Related question: How to select rows with no matching entry in another table?
I was trying to select rows using this method and couldn't get it to work in SQLite. After a bit of wrangling it occurred to me that the reason might be that there are NULL values in some fields. Sure enough, I was right, and when I changed the =
to IS
in the query below things started behaving as expected:
CREATE TEMP TABLE newEvent(id INTEGER,t INTEGER,name,extra,extra2,extra3);
INSERT INTO newEvent(id,t,name,extra,extra2,extra3) VALUES
(0, 1376351146, 'TEST', NULL, NULL, NULL),
(0, 1376348867, 'OLD', NULL, NULL,NULL);
SELECT n.id,n.t,n.name,n.extra,n.extra2,n.extra3 FROM newEvent n
LEFT JOIN event E ON n.t = E.t AND n.name IS E.name
AND n.extra IS E.extra;
AND n.extra2 IS E.extra2;
AND n.extra3 IS E.extra3
WHERE E.id IS NULL;
DROP TABLE newEvent;
In the above example, there is an existing record in table event
with name='OLD'
. The newEvent
table is defined the same as the original event
table.
However, I noticed a BIG problem: my query was now taking almost 30 seconds to run!

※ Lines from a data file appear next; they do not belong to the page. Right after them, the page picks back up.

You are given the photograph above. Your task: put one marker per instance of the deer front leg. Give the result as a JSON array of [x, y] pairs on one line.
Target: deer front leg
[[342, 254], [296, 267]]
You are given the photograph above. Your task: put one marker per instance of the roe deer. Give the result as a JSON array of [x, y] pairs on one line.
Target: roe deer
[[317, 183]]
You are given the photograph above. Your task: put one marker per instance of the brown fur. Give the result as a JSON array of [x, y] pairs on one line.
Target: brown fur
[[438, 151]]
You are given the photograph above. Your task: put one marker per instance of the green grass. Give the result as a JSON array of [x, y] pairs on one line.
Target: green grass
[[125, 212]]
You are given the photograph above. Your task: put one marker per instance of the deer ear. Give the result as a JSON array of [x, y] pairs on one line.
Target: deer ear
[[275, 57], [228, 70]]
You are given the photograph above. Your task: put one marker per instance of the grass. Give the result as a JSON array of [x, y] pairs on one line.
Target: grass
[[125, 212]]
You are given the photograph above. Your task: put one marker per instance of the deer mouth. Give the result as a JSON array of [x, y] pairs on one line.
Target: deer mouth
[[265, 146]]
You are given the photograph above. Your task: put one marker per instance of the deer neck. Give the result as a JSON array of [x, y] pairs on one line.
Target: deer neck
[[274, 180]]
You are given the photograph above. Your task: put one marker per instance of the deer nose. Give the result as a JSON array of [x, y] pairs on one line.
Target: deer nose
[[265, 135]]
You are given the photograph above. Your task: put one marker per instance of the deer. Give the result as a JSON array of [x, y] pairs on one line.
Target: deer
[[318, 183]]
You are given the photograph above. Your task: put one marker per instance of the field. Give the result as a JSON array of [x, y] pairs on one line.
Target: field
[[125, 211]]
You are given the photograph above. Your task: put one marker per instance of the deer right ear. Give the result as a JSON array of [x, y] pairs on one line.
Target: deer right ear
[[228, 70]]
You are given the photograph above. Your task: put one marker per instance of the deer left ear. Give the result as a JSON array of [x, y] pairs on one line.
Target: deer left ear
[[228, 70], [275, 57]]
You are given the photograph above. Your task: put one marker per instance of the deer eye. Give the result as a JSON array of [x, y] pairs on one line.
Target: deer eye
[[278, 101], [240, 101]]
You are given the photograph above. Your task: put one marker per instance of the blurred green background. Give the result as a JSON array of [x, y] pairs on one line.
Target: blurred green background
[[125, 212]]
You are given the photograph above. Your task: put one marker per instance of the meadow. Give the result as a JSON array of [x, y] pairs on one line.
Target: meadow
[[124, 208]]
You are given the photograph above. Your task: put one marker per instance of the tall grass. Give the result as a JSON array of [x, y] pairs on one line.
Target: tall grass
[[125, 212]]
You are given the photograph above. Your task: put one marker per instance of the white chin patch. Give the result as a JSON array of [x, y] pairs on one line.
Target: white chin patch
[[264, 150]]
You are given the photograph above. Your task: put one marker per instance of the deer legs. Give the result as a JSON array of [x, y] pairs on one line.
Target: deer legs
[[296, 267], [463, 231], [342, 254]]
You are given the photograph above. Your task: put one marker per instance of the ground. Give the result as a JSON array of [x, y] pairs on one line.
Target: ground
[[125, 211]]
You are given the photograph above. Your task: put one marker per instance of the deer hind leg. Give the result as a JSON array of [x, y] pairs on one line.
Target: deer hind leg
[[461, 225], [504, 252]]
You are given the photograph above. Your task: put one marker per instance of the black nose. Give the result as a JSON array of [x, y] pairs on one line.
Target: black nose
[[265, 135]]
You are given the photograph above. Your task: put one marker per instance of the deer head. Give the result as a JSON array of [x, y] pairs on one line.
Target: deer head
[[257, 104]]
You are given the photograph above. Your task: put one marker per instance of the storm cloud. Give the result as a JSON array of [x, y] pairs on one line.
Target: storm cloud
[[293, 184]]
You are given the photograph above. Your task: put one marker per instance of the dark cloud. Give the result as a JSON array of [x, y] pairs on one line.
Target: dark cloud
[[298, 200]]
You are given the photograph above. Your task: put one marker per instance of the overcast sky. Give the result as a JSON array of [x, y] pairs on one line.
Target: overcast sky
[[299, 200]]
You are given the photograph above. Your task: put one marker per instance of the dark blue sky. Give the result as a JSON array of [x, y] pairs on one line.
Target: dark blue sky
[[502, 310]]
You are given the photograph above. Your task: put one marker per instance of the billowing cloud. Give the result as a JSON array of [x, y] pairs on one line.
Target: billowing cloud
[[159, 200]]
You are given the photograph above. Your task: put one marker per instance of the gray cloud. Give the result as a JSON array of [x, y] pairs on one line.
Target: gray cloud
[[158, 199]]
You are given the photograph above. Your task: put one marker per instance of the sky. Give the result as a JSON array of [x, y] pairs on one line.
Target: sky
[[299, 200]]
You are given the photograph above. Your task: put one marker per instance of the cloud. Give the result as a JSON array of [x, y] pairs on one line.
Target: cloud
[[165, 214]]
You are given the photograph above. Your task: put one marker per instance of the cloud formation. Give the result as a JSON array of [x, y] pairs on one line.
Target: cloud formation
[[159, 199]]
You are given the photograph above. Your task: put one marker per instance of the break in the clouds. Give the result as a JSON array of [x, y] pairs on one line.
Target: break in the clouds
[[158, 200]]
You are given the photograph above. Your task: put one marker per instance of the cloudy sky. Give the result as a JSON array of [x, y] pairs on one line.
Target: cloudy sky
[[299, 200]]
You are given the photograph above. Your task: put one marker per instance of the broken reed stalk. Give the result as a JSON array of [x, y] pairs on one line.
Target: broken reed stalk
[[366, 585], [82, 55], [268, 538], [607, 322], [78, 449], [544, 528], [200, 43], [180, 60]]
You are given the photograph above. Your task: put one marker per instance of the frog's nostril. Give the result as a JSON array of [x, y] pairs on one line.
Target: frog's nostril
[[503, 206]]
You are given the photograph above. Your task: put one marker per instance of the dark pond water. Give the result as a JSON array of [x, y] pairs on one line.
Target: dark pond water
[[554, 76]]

If I change only the n.name IS E.name
to n.name = E.name
but leave all the other IS
es as-is, then the query only takes around 400ms. (There are around 3 million records in table event
.)
Why the big difference in performance? It turns out I can actually use =
instead of IS
for the name
comparison because it is never null, but if it ever were to be NULL it seems like this would break. Conversely, I am concerned that at some point the query might start running slow, since I don't understand what it is about name
that makes the equality query run so much faster. My guess is that maybe SQLite somehow knows that there are nulls in the extra fields and is able to optimize but I would like something a bit more firm than a wild guess.
As far as I can tell, IS
is simply =
with the additional provisio that it will treat NULL comparisions the same as if they were empty strings (assuming there are no actual empty strings to compare). So why is using =
on the name field 75 times faster, but has no effect on performance on the extra fields???